To use SMParse.exe, simply copy the services-messages.log into the same directory as SMParse.exe and launch the program. A file called "summary.txt" will be created as the log file is parsed. Below is a sample " summary.txt" file:

 

Total Device Assignment Requests: 32163

Number Completed in Excess of 1 second: 1234

Number Completed in Excess of 5 seconds: 97

Number Completed in Excess of 10 seconds: 34

Number Completed in Excess of 20 seconds: 4

Number Completed in Excess of 30 seconds: 0

Number Completed in Excess of 60 seconds: 0

 

Total User Assignment Requests: 22833

Number Completed in Excess of 1 second: 2250

Number Completed in Excess of 5 seconds: 288

Number Completed in Excess of 10 seconds: 101

Number Completed in Excess of 20 seconds: 24

Number Completed in Excess of 30 seconds: 7

Number Completed in Excess of 60 seconds: 0

 

Additional logs UserX.txt and DeviceX will also be created for events taking over 1, 5, 10, 20, 30, and 60 seconds respectively.
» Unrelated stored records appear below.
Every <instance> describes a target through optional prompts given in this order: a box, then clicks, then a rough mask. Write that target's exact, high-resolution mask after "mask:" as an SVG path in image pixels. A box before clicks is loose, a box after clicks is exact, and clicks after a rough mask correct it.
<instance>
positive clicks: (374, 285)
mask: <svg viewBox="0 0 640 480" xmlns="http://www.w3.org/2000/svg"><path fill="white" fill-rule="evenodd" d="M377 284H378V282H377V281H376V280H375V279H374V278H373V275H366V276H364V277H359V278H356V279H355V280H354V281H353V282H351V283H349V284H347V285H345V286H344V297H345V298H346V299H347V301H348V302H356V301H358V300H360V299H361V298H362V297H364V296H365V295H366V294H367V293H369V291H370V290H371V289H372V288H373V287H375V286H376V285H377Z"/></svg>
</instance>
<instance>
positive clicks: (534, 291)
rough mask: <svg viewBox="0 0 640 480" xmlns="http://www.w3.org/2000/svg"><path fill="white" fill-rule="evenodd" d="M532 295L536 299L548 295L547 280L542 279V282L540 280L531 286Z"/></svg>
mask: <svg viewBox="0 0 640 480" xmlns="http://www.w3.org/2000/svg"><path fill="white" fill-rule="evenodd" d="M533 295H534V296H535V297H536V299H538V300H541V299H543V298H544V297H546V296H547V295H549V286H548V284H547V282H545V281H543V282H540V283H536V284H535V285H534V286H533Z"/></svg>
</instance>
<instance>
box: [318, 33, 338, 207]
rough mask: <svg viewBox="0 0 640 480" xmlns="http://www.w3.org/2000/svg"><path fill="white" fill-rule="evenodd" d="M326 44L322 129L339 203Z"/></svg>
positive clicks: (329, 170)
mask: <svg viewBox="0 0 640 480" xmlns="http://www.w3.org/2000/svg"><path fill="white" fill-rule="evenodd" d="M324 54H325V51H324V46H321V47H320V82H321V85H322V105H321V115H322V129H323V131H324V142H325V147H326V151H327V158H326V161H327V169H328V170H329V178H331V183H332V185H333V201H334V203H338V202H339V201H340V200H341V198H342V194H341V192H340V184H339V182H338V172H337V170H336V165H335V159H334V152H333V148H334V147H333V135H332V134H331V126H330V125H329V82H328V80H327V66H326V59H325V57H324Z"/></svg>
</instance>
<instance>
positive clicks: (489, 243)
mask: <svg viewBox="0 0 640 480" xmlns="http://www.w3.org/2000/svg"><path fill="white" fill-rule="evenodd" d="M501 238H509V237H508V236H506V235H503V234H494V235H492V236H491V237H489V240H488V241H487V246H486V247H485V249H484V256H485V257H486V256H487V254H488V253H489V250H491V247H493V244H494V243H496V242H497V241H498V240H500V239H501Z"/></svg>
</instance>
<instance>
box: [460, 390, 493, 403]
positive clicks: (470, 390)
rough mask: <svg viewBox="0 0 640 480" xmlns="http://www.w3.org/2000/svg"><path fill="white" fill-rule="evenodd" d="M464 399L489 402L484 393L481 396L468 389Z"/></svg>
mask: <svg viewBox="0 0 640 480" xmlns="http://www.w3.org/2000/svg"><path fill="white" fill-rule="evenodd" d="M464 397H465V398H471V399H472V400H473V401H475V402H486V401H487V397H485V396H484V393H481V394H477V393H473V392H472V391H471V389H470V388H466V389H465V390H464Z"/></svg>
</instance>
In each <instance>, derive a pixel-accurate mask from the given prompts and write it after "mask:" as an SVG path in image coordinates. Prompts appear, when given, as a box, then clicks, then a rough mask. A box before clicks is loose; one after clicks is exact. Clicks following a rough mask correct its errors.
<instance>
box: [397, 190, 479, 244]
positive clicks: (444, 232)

These log entries include the date and time these events took place to assist in trying to determine if the slowdowns are taking place during any particular time of the day. The contents for “ User30.txt” showing all user queries taking over 30 seconds is shown below:

 

[11/21/11 7:02:47 AM] 523cb70e2763b93088b9a1b0c17eda09~9b9853279602a141b723ddefc9716b21, 32432 ms

[11/21/11 7:54:03 AM] 523cb70e2763b93088b9a1b0c17eda09~0a2ddabe4ca47b488a8f81daec818574, 33338 ms

[11/21/11 7:54:12 AM] 523cb70e2763b93088b9a1b0c17eda09~7aca36fa8e2f09409161c3ab346fe8fc, 33974 ms

[11/21/11 7:54:30 AM] 523cb70e2763b93088b9a1b0c17eda09~c36a0cc516978f499373daf7e8f84790, 47351 ms

[11/21/11 7:54:48 AM] 523cb70e2763b93088b9a1b0c17eda09~090deeb543515a4c93d12b288a2bc3bd, 31535 ms

[11/21/11 7:57:58 AM] 523cb70e2763b93088b9a1b0c17eda09~48bd285e55af75448b4985e9d30ede24, 42957 ms

[11/21/11 7:58:13 AM] 523cb70e2763b93088b9a1b0c17eda09~97714f7bd62c43498f0858e93f906b7f, 32512 ms

 

Since the Services-Messages.log in this case covered a 24-hour period, it is clear that the heaviest load is just prior to 8am, but the minimal number of spikes combined with the fact the spikes were not extremely high would indicate that the primary servers, LDAP, and primary servers were all doing an excellent job of handling the load during peak periods. (Note: Consider Configuring the Servers for a Daily-Rollover pattern or combining and breaking down rollover logs to cover midnight to midnight periods to ease analysis.
 
Note: Version 2.0 of the tool has been updated to also identify LDAP Connection Exceptions which indicate an LDAP load issue that needs to be addressed as well as better log handling to detect slight format changes between different versions of ZCM.